- Born: Annabel Lucy Veronica Jones 14 March 1948 (age 78) Woolwich, London, England
- Occupations: Jewellery designer, businesswoman
- Spouses: Reginald Sheffield ​ ​(m. 1969; div. 1974)​; William Astor, 4th Viscount Astor ​ ​(m. 1976)​;
- Children: 5, including Samantha Cameron and Emily Sheffield

= Annabel Astor, Viscountess Astor =

English socialite and jewellery designer (born 1948)

Annabel Lucy Veronica Astor, Viscountess Astor (formerly Sheffield; born 14 August 1948), is an English businesswoman and socialite who is a founder and former CEO of OKA, a home furnishings design company. Before co-founding OKA, she was the owner and designer of the Annabel Jones jewellery business in London.

Her daughter Samantha is married to David Cameron, formerly British prime minister, Conservative Party leader and president of Alzheimer's Research UK.

==Background==

She is the daughter of Timothy Angus Jones and his wife, Patricia David Pandora Clifford. She was educated at Lycée Français de Londres. Her mother was married secondly in 1961 to the Hon. Michael Langhorne Astor, based in London. Her paternal grandparents were Sir Roderick Jones, the Chairman of Reuters, and the novelist Enid Bagnold. Her mother Patricia was the daughter of the Hon.
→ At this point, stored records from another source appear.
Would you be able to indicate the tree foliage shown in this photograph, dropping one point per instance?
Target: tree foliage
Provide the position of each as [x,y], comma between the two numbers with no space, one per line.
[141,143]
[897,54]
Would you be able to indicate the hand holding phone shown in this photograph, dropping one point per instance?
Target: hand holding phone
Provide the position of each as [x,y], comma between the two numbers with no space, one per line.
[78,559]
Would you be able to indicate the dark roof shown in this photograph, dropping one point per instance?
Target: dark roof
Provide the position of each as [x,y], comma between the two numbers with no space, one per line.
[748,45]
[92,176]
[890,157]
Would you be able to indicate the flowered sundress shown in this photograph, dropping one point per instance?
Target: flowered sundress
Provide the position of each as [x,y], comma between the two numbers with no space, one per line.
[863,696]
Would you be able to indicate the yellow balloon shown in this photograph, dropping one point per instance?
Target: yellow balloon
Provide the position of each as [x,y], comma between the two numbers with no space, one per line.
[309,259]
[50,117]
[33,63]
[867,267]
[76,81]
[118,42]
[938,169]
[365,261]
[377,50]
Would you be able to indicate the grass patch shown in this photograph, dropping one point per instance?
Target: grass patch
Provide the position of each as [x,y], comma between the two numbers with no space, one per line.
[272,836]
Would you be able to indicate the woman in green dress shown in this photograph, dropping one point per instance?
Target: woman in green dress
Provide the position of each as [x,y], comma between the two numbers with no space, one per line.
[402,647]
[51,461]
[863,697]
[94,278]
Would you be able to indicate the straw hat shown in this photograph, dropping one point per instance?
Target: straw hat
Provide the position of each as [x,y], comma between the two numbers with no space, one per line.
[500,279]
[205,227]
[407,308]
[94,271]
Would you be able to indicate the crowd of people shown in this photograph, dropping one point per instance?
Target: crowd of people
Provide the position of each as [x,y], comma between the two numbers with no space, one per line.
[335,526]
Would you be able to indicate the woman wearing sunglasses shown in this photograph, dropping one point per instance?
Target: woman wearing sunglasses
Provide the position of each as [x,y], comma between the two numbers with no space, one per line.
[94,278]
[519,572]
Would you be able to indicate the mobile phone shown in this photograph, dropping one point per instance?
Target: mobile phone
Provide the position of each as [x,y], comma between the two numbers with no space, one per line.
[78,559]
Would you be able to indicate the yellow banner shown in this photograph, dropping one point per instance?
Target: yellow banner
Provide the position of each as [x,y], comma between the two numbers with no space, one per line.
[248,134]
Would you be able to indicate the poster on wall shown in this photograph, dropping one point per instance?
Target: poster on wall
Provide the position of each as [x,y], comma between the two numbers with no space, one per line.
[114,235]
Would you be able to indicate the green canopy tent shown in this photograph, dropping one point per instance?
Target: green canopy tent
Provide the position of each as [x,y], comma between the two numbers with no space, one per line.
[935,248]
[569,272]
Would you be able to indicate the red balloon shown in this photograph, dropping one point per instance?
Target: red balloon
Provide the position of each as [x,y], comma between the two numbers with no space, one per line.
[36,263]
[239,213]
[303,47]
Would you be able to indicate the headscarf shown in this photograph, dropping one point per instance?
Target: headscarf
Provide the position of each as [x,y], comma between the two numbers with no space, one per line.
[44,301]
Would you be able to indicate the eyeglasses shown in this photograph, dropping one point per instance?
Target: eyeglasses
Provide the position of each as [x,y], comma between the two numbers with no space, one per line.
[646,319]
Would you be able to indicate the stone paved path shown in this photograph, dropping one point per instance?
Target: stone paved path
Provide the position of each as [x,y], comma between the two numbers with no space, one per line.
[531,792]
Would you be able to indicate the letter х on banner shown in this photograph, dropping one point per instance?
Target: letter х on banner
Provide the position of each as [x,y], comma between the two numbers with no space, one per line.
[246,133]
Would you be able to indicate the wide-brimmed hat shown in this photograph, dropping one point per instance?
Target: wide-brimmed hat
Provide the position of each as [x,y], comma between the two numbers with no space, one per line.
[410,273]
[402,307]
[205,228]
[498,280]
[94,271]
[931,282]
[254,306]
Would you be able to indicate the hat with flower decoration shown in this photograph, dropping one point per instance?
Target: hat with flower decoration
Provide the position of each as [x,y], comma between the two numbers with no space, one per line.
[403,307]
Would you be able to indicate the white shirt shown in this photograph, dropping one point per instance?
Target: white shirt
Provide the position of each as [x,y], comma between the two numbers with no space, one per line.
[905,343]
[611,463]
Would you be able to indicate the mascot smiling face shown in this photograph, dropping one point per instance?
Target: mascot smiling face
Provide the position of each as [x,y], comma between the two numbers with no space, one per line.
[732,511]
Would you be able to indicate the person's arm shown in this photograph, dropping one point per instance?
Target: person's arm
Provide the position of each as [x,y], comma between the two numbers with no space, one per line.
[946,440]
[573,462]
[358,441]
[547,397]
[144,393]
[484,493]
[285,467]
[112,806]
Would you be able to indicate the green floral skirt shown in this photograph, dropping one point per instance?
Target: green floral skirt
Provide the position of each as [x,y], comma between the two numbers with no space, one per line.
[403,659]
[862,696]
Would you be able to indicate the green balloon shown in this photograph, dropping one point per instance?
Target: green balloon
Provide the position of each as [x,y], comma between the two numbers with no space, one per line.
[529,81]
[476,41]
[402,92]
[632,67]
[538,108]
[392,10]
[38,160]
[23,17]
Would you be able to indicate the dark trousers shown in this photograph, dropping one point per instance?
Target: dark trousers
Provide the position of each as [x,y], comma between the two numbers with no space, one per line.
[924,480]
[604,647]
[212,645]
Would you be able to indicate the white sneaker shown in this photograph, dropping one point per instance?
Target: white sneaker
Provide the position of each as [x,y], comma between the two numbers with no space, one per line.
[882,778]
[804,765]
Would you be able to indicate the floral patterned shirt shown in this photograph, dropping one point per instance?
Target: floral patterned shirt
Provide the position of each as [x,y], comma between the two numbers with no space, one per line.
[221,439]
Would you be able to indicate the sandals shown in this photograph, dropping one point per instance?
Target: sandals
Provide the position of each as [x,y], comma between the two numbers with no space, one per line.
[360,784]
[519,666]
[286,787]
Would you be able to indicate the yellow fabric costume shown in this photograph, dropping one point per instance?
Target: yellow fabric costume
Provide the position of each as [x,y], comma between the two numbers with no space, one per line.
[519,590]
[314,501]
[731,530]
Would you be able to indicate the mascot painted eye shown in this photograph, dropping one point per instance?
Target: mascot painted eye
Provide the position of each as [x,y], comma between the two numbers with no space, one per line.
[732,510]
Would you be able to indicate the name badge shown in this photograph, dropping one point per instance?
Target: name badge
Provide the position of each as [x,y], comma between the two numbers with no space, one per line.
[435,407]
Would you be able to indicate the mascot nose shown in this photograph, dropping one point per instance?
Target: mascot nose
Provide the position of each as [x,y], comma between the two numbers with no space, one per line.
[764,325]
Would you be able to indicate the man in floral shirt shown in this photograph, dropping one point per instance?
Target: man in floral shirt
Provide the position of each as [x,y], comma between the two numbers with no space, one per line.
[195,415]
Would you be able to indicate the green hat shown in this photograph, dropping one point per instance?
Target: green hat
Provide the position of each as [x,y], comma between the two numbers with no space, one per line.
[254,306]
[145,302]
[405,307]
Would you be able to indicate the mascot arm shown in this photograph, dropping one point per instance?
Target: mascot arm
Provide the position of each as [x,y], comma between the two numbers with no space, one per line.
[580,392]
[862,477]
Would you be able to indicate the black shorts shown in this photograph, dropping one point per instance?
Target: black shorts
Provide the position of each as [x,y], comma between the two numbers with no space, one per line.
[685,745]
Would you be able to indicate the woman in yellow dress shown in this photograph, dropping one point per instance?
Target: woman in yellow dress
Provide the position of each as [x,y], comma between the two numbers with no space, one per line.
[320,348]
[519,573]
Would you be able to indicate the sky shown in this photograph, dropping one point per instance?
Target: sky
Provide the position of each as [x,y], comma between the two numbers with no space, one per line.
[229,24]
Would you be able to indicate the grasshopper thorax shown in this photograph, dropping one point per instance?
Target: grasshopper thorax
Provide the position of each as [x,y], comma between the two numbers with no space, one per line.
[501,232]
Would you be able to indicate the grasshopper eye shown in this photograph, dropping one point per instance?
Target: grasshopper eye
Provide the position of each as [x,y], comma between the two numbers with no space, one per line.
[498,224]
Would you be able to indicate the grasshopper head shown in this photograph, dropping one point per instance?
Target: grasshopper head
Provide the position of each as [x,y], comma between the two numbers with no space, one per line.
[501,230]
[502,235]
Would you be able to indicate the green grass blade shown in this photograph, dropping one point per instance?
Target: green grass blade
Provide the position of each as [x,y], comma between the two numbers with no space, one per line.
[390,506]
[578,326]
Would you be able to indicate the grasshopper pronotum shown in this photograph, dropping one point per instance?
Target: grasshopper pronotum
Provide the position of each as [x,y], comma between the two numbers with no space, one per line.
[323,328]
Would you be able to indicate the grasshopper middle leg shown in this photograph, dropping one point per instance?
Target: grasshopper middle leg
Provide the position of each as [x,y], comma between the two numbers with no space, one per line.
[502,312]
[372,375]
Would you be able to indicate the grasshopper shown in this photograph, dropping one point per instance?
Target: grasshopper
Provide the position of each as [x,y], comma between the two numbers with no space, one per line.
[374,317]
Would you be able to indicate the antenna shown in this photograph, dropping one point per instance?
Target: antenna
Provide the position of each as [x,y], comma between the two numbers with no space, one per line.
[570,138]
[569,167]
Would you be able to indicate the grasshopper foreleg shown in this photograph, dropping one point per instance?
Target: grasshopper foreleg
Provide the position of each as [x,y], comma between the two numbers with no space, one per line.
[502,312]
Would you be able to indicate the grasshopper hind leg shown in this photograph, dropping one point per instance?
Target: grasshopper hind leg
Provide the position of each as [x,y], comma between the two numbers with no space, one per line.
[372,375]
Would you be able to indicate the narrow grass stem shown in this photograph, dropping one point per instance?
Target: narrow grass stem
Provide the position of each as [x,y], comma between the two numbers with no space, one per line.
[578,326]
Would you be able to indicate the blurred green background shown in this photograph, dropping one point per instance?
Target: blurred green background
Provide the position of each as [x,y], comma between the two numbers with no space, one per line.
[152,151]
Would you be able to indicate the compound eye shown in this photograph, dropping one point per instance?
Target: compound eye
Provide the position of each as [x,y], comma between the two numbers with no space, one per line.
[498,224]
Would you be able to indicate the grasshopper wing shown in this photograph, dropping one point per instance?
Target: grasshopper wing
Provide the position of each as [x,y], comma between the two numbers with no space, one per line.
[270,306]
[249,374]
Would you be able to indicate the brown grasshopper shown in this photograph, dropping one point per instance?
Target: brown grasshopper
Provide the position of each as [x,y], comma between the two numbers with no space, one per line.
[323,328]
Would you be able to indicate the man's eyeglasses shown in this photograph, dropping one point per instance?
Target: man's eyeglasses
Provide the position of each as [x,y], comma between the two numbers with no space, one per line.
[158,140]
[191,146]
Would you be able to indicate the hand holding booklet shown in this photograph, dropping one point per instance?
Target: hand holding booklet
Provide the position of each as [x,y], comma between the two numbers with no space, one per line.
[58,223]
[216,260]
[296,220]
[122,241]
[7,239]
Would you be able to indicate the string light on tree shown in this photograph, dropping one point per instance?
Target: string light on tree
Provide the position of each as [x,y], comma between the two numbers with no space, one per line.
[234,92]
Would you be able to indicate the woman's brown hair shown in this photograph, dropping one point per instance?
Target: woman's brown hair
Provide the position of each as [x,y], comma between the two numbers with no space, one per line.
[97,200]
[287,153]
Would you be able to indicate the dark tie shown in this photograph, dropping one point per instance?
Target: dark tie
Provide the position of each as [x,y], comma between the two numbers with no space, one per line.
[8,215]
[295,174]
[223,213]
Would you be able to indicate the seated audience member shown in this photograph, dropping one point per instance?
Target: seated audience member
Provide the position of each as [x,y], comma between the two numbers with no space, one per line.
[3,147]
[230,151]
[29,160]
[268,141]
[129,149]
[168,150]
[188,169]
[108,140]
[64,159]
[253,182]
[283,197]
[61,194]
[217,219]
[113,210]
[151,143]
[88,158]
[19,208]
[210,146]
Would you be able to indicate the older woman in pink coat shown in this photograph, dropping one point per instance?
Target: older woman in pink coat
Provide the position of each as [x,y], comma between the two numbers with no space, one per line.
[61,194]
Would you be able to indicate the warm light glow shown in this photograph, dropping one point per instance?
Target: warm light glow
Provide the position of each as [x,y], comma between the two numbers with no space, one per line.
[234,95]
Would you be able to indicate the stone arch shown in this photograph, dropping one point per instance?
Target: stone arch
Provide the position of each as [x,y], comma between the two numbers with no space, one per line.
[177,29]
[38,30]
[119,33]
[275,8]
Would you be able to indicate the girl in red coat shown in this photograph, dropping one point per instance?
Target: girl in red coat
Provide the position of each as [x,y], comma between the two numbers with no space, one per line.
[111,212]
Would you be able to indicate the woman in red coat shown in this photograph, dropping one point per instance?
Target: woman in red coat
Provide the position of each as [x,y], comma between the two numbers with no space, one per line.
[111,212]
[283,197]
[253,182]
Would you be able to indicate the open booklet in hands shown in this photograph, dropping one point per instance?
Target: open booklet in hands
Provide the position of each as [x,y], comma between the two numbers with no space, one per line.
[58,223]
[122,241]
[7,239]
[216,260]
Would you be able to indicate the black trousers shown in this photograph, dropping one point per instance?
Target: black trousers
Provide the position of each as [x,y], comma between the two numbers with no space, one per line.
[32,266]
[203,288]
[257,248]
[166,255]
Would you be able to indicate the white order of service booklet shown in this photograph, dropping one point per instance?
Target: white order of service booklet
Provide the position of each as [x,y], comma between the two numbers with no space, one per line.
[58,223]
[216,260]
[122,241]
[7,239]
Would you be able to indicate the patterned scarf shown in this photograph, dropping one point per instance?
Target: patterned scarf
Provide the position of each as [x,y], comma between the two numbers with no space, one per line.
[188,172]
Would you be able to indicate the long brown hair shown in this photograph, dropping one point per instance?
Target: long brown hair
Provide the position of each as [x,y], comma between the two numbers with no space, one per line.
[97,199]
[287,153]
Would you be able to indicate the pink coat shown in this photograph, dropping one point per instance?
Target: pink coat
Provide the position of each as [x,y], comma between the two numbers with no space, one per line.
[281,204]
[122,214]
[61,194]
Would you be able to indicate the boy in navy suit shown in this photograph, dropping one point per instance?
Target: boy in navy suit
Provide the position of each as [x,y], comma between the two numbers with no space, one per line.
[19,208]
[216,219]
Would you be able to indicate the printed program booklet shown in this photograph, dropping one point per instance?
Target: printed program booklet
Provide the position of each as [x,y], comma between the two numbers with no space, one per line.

Sir Bede Edmund Hugh Clifford, GCMG, CB (son of William Hugh Clifford, 10th Baron Clifford of Chudleigh, a descendant of King Charles II of England) by his wife Alice Devin Gundry.

==Marriages==
She married Reginald Sheffield (later Sir Reginald Sheffield, 8th Baronet) on 11 November 1969, and they were divorced in 1974. They have two daughters:
- Samantha Gwendoline Sheffield (born 18 April 1971), who married David Cameron on 1 June 1996. They have four children.
- Emily Julia Sheffield (born 1973), who married Tom Mullion in 2002. They have two sons.

She married William Astor, 4th Viscount Astor, on 14 January 1976. They have three children:
- The Honourable Flora Katherine Astor (7 June 1976), who married Alexander Rycroft in September 2006 and had three children.
- The Honourable William Waldorf "Will" Astor (18 January 1979), who married Lohralee Stutz on 5 September 2009 and had four children.
- The Honourable James Jacob Astor (born 1981), who married Victoria Hargreaves on 13 September 2014 and had three children.